I only need to display up to 2 didgets I.E. 0-99
Any help would be greatly appreciated

Thanks.
icon7.gif
 
I've been using the red lion CUB counters, and several of their other process indicators. The red lion products are excellent and have been consistently available for long periods. They don't seem to re-vamp their product line as frequently as some other companies which is a very good thing for me. I believe they have a model that will suit you without having to use interposing relays. You'll have to look.

Durant makes a good one also that handles high speed very well with a very flexible choice of inputs.

Glenn: Have you already got a feedback device? I have a non-contact encoder application. I am using a Canon laser doppler velocimeter with quadrature encoder ouput signals. It isn't great for this application, but would be good for a high speed application, so I'm looking for a better and cheaper method still. The Canon system is about $7k and tech support in the US is nil. I need 0.1mm precision at up to 100 fpm.

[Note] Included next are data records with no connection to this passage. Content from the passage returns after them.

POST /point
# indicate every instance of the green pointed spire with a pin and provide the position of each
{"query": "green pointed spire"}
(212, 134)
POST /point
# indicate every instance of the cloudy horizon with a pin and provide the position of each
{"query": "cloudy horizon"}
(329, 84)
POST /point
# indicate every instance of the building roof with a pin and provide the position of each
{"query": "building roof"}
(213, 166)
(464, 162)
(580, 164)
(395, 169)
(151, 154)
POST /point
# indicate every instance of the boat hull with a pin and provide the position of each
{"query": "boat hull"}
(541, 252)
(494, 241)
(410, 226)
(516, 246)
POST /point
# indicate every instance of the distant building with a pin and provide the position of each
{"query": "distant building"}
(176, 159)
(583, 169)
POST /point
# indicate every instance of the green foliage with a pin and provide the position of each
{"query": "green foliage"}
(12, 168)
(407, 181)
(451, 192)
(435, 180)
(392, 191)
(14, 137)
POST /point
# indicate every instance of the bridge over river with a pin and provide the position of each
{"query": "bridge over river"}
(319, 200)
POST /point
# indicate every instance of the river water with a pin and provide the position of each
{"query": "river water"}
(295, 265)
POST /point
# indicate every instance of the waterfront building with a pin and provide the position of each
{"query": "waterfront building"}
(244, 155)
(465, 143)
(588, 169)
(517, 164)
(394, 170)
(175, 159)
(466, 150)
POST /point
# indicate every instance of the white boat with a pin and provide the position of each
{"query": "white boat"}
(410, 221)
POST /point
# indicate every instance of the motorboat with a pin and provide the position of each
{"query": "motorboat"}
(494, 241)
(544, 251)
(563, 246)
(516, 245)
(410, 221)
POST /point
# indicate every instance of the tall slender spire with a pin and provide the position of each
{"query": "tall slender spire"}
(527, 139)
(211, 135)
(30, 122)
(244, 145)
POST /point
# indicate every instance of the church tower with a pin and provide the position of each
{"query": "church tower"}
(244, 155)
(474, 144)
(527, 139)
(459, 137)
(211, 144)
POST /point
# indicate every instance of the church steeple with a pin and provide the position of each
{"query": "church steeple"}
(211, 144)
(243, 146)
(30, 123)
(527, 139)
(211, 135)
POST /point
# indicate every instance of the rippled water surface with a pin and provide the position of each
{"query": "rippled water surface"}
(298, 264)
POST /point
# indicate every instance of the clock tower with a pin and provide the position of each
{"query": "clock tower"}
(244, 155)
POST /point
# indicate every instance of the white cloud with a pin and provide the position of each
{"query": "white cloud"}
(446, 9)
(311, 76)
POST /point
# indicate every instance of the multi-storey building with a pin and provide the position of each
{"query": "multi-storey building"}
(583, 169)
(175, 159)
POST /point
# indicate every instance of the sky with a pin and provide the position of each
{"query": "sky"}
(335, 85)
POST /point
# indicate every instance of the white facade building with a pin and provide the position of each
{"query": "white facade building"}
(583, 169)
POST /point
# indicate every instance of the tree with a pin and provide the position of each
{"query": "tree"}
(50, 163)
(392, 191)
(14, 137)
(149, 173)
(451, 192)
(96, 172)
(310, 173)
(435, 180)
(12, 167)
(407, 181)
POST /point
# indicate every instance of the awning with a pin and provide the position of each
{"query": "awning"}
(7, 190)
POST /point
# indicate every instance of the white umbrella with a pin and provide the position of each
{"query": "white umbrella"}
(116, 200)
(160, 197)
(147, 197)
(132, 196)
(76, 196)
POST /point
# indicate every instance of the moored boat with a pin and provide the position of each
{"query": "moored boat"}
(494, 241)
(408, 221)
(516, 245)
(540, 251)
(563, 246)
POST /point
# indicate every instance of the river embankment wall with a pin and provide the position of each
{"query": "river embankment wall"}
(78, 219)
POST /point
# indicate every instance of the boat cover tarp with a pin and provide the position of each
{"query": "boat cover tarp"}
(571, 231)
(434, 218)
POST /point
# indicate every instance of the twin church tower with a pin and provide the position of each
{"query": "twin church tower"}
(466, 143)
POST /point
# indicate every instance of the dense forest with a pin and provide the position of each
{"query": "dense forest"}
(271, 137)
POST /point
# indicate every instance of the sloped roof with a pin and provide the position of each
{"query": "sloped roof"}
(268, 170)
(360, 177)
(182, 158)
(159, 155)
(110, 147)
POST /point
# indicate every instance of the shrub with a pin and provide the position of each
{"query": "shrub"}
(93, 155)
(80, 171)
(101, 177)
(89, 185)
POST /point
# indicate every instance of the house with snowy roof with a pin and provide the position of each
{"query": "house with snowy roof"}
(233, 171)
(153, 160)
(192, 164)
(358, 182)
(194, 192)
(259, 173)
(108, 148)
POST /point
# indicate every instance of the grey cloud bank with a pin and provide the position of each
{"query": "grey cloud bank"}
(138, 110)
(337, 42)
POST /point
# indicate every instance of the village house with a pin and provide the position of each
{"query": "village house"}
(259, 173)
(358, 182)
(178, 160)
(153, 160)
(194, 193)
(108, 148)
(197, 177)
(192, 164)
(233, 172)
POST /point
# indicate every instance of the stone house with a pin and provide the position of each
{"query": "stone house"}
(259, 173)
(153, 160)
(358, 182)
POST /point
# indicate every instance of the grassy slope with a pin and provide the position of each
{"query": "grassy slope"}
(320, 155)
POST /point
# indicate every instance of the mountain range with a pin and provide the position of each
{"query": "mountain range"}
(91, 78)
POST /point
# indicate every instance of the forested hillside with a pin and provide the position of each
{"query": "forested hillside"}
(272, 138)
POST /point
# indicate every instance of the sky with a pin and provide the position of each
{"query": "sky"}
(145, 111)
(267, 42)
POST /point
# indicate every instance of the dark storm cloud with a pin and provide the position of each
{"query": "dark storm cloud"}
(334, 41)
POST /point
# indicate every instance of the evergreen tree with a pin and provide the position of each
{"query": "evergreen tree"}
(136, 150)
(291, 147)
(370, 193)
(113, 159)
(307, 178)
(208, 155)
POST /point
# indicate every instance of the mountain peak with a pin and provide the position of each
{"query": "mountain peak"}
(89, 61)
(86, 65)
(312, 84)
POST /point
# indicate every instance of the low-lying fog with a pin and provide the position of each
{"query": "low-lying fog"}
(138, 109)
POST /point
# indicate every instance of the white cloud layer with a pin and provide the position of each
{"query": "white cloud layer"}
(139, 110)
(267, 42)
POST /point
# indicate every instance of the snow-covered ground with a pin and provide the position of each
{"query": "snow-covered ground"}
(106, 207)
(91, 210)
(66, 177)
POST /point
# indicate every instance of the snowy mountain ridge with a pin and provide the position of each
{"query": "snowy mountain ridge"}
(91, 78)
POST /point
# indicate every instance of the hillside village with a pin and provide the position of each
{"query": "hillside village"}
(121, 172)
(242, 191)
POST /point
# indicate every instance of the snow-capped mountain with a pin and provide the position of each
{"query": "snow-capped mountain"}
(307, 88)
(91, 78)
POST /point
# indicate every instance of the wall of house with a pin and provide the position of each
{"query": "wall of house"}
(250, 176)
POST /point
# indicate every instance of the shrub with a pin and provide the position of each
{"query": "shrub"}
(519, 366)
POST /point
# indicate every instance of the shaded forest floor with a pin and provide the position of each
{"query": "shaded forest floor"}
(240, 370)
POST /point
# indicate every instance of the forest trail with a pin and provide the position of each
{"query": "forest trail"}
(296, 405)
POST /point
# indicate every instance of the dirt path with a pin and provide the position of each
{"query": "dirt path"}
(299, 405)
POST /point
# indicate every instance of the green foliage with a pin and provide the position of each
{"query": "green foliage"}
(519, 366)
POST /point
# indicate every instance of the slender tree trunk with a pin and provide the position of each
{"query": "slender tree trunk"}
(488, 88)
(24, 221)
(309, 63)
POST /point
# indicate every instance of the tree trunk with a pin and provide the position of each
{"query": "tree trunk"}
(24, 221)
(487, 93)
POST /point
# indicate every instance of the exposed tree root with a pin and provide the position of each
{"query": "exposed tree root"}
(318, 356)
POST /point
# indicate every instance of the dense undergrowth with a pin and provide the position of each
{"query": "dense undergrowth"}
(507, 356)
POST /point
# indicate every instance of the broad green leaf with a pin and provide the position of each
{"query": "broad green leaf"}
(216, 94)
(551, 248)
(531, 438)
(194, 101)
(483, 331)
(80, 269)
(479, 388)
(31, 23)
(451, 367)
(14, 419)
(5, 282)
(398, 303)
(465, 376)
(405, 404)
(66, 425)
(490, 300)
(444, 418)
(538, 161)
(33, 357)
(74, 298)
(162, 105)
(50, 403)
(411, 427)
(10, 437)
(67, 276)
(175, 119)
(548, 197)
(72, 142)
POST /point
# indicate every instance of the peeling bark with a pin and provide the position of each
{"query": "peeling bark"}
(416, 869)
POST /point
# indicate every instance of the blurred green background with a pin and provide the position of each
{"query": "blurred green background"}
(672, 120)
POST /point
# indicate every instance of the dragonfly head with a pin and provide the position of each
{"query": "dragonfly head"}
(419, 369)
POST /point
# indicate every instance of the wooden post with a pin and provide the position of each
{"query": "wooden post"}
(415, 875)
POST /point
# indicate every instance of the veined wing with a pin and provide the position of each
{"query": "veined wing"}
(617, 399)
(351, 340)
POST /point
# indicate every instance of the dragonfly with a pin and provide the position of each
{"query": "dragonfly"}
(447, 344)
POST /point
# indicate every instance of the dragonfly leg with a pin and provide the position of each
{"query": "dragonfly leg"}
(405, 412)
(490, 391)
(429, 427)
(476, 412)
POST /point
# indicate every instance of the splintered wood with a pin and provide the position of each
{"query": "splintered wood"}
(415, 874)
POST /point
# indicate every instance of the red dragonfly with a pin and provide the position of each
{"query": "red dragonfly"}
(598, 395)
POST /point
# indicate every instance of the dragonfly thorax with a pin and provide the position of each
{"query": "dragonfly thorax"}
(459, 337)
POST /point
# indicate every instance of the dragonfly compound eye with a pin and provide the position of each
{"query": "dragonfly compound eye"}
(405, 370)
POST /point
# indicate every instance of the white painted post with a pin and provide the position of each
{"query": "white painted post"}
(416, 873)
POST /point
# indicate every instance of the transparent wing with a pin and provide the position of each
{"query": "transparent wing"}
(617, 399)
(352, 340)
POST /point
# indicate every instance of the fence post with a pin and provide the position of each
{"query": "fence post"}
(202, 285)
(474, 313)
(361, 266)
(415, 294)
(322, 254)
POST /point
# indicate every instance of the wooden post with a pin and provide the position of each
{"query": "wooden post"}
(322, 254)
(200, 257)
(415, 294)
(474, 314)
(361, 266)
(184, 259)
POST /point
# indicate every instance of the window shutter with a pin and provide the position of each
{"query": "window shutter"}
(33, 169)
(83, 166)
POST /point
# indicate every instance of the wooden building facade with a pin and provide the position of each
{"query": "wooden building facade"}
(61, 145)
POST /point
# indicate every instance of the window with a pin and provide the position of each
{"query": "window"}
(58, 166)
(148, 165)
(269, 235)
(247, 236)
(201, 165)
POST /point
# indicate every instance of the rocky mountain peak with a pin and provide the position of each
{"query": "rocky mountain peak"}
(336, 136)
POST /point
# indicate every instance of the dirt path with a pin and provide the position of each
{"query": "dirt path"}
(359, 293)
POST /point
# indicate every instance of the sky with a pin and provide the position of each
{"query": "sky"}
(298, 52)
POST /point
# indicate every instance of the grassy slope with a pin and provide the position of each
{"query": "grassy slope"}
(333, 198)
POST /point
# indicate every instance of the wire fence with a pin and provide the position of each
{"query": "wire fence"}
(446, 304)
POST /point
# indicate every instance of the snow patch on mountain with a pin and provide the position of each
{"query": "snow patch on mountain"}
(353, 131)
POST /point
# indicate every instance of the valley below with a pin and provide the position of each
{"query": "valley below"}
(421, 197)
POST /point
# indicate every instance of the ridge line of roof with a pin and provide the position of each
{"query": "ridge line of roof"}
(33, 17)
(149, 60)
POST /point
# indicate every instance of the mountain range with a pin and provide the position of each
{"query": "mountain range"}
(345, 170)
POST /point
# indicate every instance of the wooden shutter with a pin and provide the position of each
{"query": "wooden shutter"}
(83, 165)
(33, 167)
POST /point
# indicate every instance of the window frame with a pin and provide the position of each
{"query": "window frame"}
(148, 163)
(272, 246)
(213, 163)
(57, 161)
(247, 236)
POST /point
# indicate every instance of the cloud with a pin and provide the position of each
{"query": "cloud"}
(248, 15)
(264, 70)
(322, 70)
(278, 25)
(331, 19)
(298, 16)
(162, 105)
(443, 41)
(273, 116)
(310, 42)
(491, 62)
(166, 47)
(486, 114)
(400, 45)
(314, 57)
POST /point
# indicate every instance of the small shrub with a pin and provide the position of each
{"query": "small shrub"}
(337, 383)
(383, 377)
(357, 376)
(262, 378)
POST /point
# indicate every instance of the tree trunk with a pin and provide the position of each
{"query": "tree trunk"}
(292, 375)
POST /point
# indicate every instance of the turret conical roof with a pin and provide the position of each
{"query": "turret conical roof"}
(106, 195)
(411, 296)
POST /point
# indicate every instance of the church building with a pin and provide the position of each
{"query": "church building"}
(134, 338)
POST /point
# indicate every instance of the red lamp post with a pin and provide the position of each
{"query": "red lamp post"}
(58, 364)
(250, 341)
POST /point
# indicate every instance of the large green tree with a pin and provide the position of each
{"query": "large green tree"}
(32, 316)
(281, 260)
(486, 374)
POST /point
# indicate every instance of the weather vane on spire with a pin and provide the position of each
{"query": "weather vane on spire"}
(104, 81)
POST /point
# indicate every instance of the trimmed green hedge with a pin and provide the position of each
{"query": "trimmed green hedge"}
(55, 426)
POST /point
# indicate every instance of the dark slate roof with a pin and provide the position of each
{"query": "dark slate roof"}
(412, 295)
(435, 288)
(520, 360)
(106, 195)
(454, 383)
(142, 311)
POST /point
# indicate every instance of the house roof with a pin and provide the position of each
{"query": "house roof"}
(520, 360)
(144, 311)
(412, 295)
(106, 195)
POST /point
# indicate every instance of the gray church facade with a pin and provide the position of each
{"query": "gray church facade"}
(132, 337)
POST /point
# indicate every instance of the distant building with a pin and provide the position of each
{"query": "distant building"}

Know of any other non-contact solutions with quad output and specs like this? I have had several vendors looking, but nothing promising has turned up yet.

Thanks
OkiePC
 
For my application I do not need that type of resolution. The plan is to put an inductive prox to sense a flag or flags on the side of a 6" dia roll that is in the thread path of the paper. I will then scale this value to feet to display.

OkiePC: You say noncontact. Can you contact not the product, but a roller or conveyor or something on the machine. Maybe with an encoder and gear drive to get multiple turns of the encoder per revolution of your roll you could achieve the resolution you a working towards.
 
My product is rubber coated fabric measured from 0.020" to .060" thick. It stretches, slips etc.

We started with a roller driven encoder but could not get accuracy of our final measurement better than 0.5mm due to the nature of the product.

Some honcho at corporate is pushing this dead end project, and they're funding it all. It's been installed since '99 and still doesn't work. Since I took this job in '04, we've gotten close, but it's still not useful. Tests have shown the accuracy of the laser doppler is just good enough for the final result to meet specs.

The next thing that happened was the cable on the laser head got cut in half by a ticked off operator who slammed a guide open all the way. Canon has a four month lead time on this item since the cable length is 10m (special order).

We had the cable repaired and tests are being done this week to see if the damaged one will work. Some who've dealt directly with Canon are skeptical and say that calibration of the readings from the laser may be severely affected by the damaged cable. We've nothing to lose, so we're gonna try it anyway.

RANT: 4 month lead time for a $7000 laser head no bigger than a cigarette pack? It's ridiculous and rubs my garage-sailin', cheap skate, redneck, okie attitude the wrong way!

Someone in the optical mouse business needs to investigate opportuinities in the non contact industrial measurement business. END RANT

OkiePC
 
I've got some applications use the "cog-wheel prox" encoder approach. It works just fine if the input and sensor are fast enough and stopping and direction changing is infrequent. I have some applications that control guide rollers on ballscrews. I use an STI routine on this machine to ensure that I don't miss pulses, and off delays in the PLC to continue counting for a limited time after motion is commanded to stop to handle "coast counts".

They still accumulate error over time since they may double bounce an input occasionally and there is no way to know the direction for sure, so we home them once a week and all is well.
 
That sounds like the material that some of our tape measures in the plant are made of. Three different people can pull, push, twist to make the same part read what ever size they want.

If you actually could measure that accurately it sounds like a stiff breeze would change it before you could record the data.